The CEO of global investment firm Pacific Investment Management Company (PIMCO) quit his $100-million-a-year job in January to spend more time with his daughter.
However, he admits that she shamed him into the decision.
In Worth Magazine, Mr. El Erian describes how his 10-year-old daughter gave him a hand-written list of her important events and activities he'd missed because he was at work.
Talk about a wake-up call. The list contained 22 items, from her first day at school and her first soccer match of the season to a parent-teacher meeting and a Halloween parade.
I felt awful and got defensive. I had a good excuse for each missed event. Travel, important meetings, and urgent phone call, sudden to-dos ....
But it dawned on me that I was missing an infinitely more important point.

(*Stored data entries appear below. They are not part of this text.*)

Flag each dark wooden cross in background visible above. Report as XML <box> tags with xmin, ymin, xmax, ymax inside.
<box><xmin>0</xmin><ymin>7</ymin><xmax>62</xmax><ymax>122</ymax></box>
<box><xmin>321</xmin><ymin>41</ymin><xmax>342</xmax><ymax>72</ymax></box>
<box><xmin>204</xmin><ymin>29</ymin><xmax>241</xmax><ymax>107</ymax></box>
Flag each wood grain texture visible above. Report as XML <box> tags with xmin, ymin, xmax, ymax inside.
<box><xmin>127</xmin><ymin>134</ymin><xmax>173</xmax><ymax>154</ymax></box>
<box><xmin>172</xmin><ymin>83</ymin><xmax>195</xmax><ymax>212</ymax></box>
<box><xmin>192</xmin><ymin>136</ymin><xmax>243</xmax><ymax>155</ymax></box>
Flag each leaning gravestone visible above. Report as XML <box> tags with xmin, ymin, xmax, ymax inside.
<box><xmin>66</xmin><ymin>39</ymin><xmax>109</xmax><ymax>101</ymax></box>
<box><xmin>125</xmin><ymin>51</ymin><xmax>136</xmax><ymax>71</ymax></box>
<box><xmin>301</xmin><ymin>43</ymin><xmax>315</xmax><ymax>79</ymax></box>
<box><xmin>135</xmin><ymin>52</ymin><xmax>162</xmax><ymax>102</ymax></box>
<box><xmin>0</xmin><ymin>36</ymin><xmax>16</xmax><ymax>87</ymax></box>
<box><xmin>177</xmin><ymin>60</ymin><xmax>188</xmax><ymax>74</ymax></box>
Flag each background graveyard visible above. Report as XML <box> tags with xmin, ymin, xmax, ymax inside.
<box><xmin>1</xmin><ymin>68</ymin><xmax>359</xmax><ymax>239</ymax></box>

As much as I could rationalize it – as I had rationalized it – my work-life balance had gotten way out of whack, and the imbalance was hurting my very special relationship with my daughter. I was not making nearly enough time for her.
Most dads don't have the financial nest egg to walk away from their job to spend more time with their children – as much as they'd like to. And El Erian acknowledges that he's in a privileged position.
While most parents cannot simply quit their jobs to salvage a relationship, El Erian's choice highlights a common work-life balance challenge.
Sadly, he also represents a unique perspective among male executives, according to a March 2014 Harvard Business Review survey of some 4,000 executives worldwide. Most men, the article noted, still see the work-life balance problem as a "woman's" issue. And they rationalize their decision to be primarily a provider rather than a father and husband.
Here's how one executive says he sees his divorce: “Looking back, I would have still made a similar decision to focus on work, as I was able to provide for my family and become a leader in my area, and these things were important to me. Now I focus on my kids’ education...and spend a lot more time with them over weekends.”
Men, the article notes, seldom feel guilt over lost time with family. But women executives do, and HBR offers this example:
“When you are paid well, you can get all the [practical] help you need. What is the most difficult thing, though—what I see my women friends leave their careers for—is the real emotional guilt of not spending enough time with their children. The guilt of missing out.”
A March 2013 article in in Psychology Today argues that work and family responsibilities don't have to necessarily compete, but rather can "enrich" and improve the quality of life both at home and work.
Work-family enrichment is most likely to occur when organizations provide that family-friendly environment such as providing their workers with support and schedule control. As we’ve just seen, work and family can enrich each other. When they do, not only are the employees happier and healthier, but the organization benefits as well. Managers who provide support to employees through such measures as accommodative work schedules, have employees who actually become more productive and are less likely to leave the organization, according to a recent study by Gettysburg College psychologist Heather Odle-Dusseau and colleagues (2012).
If one looks at a broader group of fathers, not just executives, the statistics tell a more positive story.
American fathers have nearly tripled the amount of time they spend with their children, from 2.5 hours in 1965 to 7.3 hours per week in 2011, according to a Pew Research report. Despite that increase, Dads still feel guilty. The Pew study showed that 46 percent of fathers said they spent too little time with their children, compared with 23 percent of mothers who said the same; half of dads said they spent the right amount of time.
How's El Erian managing his new work-life balance?
El Erian still works at what he describes as "a portfolio of part-time jobs." And he says his wife and he alternate waking up their daughter, giving her breakfast, and taking her to school. He says he attends more of her after school activities and he and his daughter have planned a father-daughter vacation.